According to government data, the cargo increase in FY23 was 9.4 per cent, with total volumes reaching 711 million tonnes (mt).
This growth has occurred despite the fact that international trade has been slow for the majority of this fiscal year due to the effect of the Russia-Ukraine war on commodities.
According to statistics from the Ministry of Ports, Shipping and Waterways (MoPSW), overseas cargo handled at major ports grew by 10.2 per cent to 546.88 mt in April-February 2022-23 from 496.45 mt in April-February 2021-22.
The term “major ports” refers to those that are controlled by the central government.
Coastal cargo handled at major ports grew by 7.1 per cent during FY23, from 153.70 mt in April-February 2021-22 to 164.67 mt in FY23.
So far this fiscal year, imported and other unclassified coal volumes have increased by 89 per cent, while local thermal coal volumes have increased by 21 per cent. Crude gasoline cargo increased by 13 per cent as well.
The country's power generation industry, which is bracing for record-high electricity demand in the coming summer months, is one of the main drivers of coal demand.

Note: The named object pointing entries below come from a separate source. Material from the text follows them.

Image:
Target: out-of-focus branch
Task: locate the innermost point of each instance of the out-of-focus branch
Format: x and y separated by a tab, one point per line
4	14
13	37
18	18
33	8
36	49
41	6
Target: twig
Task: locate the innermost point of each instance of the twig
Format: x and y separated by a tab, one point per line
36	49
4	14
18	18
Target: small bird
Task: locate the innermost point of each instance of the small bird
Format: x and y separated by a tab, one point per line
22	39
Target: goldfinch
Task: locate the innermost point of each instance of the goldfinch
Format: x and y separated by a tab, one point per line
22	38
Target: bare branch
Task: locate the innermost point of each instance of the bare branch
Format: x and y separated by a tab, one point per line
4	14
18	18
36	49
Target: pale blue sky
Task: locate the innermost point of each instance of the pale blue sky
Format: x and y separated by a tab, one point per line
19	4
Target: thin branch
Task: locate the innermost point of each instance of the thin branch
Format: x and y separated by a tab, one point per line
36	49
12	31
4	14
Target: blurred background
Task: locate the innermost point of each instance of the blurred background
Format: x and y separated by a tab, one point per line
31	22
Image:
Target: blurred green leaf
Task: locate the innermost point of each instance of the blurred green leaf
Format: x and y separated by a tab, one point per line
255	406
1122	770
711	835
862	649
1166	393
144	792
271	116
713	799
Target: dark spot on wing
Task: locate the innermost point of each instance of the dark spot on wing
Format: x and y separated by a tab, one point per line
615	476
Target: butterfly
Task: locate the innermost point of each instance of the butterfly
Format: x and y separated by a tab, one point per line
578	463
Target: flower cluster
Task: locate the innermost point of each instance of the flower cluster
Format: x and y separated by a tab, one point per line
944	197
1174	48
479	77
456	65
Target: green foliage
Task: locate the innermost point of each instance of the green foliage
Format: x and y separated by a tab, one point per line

To make up for the shortfall, the Centre has also instructed states to import thermal coal. Furthermore, non-power industries, particularly steel and manufacturing, are experiencing growth, which is driving demand for both coking and non-coking coal.
Experts think that these figures will continue to rise as more coal is transported via the rail-sea-rail (RSR) route in the coming months.
Imports of crude oil have increased since sanctions-hit Russia gave deep discounts on its oil. In February, India imported approximately 51 million barrels of crude oil from Russia, a 16 per cent increase over the 44 million barrels received in January.
Meanwhile, the international trade outlook remains bleak, which is likely to have an impact on the movement of the finished products.
Container prices in India fell 50 per cent year-on-year, from USD 4,237 in March 2022 to USD 2,127 in March 2023. Despite growth in all sectors and increased handling capacity at key ports like Jawaharlal Nehru Port (JNPT) and Deendayal Port (DPT), container cargo grew by a negligible amount in FY23.
In this year's budget speech, Union Finance Minister Nirmala Sitharaman said that coastal shipping will be promoted as an energy-efficient and lower-cost method of transportation, both for passengers and freight, through public-private partnership (PPP) mode with viability gap funding (VGF).
To protect transporters from such price volatility, the Centre is presently developing a production-linked incentive scheme for containers.
“The decline in demand for freight or containerised trade is due to the lack of significant inventory destocking in the US and EU, with the uncertainty around inventory restocking and consumer spending exacerbating the situation. This indicates a bleak prognosis for container price recovery in the near future,” according to a forecast issued earlier this week by Germany-based logistics platform Container Xchange.
“The excess of containers and falling demand is a bad sign for the global economy, as it indicates a decrease in buying and selling by people and businesses,” the report said.